As a descriptive summary, we’d say that the average body temperature of study participants was 98.25 degrees Farenheit.

As a point estimate, we’d say that mean body temperature is estimated to be 98.25 degrees Farenheit.

Standard error for the sample mean

A standard error is a measure of the sampling variability of a point estimate. Technically, it’s an estimate of the point estimate’s standard deviation across all possible random samples of a fixed size.

The standard error for the sample mean is calculated according to the formula: \[SE(\bar{x}) = \frac{s_x}{\sqrt{n}}\] Where:

  • \(s_x\) is the sample standard deviation
  • \(n\) is the sample size

To calculate this in R, we perform the arithmetic by hand (for now):

# store sample sd and sample size
totchol.sd <- sd(totchol)
totchol.n <- length(totchol)

# compute standard error
totchol.se <- totchol.sd/sqrt(totchol.n)

# print
totchol.se
[1] 0.01906042

Recall that this is an estimate of the variability of the sample mean. The convention in scientific writing is to report the standard error parenthetically with the point estimate.

The mean total cholesterol of U.S. adults is estimated to be 5.043 mmol/L (SE 0.0191).

Qualitatively, that means that the point estimate for mean cholesterol varies around the target parameter by 0.0191 mmol/L on average.

Your turn

Calculate and the standard error for the sample mean of the body temperature variable.

Report the point estimate and standard error following conventional style.

# store sample sd and sample size
bodytemp.sd <- sd(bodytemp)
bodytemp.n <- length(bodytemp)

# compute standard error
bodytemp.se <- bodytemp.sd/sqrt(bodytemp.n)

# print
bodytemp.se
[1] 0.06430442

Mean body temperature is estimated to be 98.25 degrees Farenheit (SE 0.064).

Interval estimation

Interval estimate for the mean

A common interval for the population mean is:

\[\bar{x} \pm \underbrace{2\times SE(\bar{x})}_{\text{margin of error}}\]
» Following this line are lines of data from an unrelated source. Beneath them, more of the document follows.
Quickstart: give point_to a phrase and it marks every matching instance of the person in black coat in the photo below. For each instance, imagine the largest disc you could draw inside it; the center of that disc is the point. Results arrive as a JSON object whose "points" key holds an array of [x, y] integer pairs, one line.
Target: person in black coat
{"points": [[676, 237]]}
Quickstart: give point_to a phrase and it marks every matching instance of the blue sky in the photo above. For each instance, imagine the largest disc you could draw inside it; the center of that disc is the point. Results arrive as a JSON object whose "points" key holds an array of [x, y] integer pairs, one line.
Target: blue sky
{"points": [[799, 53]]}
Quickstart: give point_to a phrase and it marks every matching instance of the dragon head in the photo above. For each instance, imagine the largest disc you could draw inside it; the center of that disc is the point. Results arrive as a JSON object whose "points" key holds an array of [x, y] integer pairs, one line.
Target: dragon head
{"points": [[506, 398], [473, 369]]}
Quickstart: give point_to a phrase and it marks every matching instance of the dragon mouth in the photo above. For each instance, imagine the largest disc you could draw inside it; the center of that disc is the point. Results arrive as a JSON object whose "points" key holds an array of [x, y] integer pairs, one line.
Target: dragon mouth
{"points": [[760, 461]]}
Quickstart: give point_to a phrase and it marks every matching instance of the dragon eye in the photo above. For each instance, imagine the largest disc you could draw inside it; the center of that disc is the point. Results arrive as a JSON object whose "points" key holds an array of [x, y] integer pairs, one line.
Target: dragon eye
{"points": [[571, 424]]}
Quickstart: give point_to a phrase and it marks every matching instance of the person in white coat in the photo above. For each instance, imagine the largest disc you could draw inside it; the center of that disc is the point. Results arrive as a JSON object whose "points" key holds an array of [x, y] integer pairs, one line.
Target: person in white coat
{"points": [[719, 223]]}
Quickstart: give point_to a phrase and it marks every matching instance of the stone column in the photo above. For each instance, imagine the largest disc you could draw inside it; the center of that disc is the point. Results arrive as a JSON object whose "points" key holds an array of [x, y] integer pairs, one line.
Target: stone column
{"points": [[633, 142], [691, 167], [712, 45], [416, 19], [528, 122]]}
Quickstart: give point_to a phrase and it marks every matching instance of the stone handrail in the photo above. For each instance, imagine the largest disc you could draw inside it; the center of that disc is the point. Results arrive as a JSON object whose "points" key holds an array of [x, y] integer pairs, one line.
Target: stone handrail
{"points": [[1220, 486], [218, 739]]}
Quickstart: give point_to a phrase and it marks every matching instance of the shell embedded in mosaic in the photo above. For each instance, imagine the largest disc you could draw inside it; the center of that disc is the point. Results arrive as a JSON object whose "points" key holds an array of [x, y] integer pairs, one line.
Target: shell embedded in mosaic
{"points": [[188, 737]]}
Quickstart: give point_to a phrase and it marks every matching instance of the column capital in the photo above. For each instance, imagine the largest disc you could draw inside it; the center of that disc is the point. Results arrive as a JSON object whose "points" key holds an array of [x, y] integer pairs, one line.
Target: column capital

For now, we’ll calculate this by directly performing the arithmetic. Later, you’ll use commands that return interval estimates by default.

# interval estimate for mean total cholesterol
totchol.mean - 2*totchol.se
[1] 5.004817
totchol.mean + 2*totchol.se
[1] 5.081059

We interpret this result as follows:

Mean total cholesterol of U.S. adults is estimated to be between 5.005 and 5.081 mmol/L.

A handy shortcut in R is to use vectorized arithmetic to compute both the lower and upper bound in one line:

# interval estimate for mean total cholesterol
totchol.mean + c(-1, 1)*2*totchol.se
[1] 5.004817 5.081059
Your turn

Calculate an interval estimate for the mean body temperature using the body temperature data and interpret the interval in context.

# interval estimate for mean body temp
bodytemp.mean + c(-1, 1)*2*bodytemp.se
[1] 98.12062 98.37784

Mean body temperature is estimated to be between 98.12 and 98.38 degrees Farenheit.